Sem medo de bater de frente com a Globo, que lançou ontem sua nova trama das 21 horas, "Passione", com Fernanda Montenegro e Tony Ramos no elenco, a Record lança hoje, às 22h, a novela "Ribeirão do Tempo". Almejando a liderança, a emissora desembolsou cerca de R$ 300 milhões para a construção de uma cidade cenográfica de 5 mil metros quadrados, no Rio de Janeiro, para abrigar a trama do autor Marcílio Moraes. O valor seria suficiente para a construção de cerca de 10 mil casas populares, com dois quartos, cozinha, sala e banheiro.

AE, Agência Estado

18 de maio de 2010 | 09h31

A expectativa da cúpula da emissora é de que Marcílio Moraes repita o sucesso da novela "Vidas Opostas", exibida em 2007. O último capítulo da trama, escrito pelo mesmo autor, atingiu 25 pontos no Ibope, audiência recorde para a emissora. Não por acaso, "Ribeirão do Tempo" recebeu um investimento alto e uma cidade cenográfica rica em detalhes. Dentro do orçamento de R$ 250 mil por capítulo - no total, a novela custará R$ 70 milhões -, a construção abriga praça, quitanda, barbearia e até uma igreja católica. No total, a novela custará R$ 70 milhões, valor 25% menor do que o montante que a Globo investirá em "Passione", orçada em R$ 94 milhões.

Ação e drama familiar

Na nova trama da Record, tudo irá acontecer na cidadela batizada de Ribeirão do Tempo, dos romances às sequências de ação. A novela tem início com a chegada da ambiciosa empresária Eleonora Durrel (Jacqueline Laurence) à cidade. No local, a acionista planeja a construção de um condomínio turístico, o que desagrada aos moradores. Além dos problemas locais, Eleonora irá tentar resolver um drama pessoal: um filho que há 50 anos deixou para trás.

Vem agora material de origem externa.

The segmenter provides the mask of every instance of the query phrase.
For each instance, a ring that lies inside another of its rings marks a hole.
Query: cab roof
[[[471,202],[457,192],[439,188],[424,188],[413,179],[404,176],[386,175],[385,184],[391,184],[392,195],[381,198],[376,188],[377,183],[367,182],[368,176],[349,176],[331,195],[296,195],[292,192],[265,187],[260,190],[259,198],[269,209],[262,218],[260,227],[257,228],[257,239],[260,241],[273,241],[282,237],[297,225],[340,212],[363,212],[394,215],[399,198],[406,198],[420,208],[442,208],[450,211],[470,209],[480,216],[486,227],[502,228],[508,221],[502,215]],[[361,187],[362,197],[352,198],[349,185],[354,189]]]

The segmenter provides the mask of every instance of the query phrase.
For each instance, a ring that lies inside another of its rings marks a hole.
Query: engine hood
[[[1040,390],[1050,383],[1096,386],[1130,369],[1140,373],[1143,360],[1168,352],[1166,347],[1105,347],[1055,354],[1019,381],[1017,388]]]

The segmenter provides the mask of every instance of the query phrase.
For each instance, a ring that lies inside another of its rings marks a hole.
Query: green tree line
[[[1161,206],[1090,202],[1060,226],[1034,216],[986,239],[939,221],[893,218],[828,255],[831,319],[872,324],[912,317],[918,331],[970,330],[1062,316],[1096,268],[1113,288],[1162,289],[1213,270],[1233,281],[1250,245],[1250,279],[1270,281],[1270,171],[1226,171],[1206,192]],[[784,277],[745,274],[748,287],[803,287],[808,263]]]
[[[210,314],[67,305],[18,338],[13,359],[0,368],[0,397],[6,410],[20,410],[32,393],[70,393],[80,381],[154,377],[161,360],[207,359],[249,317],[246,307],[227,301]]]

Por mera coincidência, Bete Gouveia, personagem de Fernanda Montenegro em "Passione", descobre, logo nos primeiros capítulos, que tem um filho desconhecido na Itália. E as semelhanças não param por aí. "Ribeirão do Tempo" também terá uma série de crimes, assim como "Passione", que serão analisados pelo atrapalhado detetive Joca, vivido por Caio Junqueira. É nessa fase de investigação que Joca conhece a executiva Arminda (Bianca Rinaldi), braço direito de Eleonora Durrel.

Apesar dos pontos em comum, o autor Marcílio Moraes não compara seu folhetim ao de Silvio de Abreu. "Eu desconheço a sinopse dele. Além disso, temos estilos diferentes", frisa. "O público vai dizer como vai ser a concorrência. Se a minha novela for bem, vai incomodar a Globo. Se não, eu tenho uma história boa e forte", completa. As informações são do Jornal da Tarde.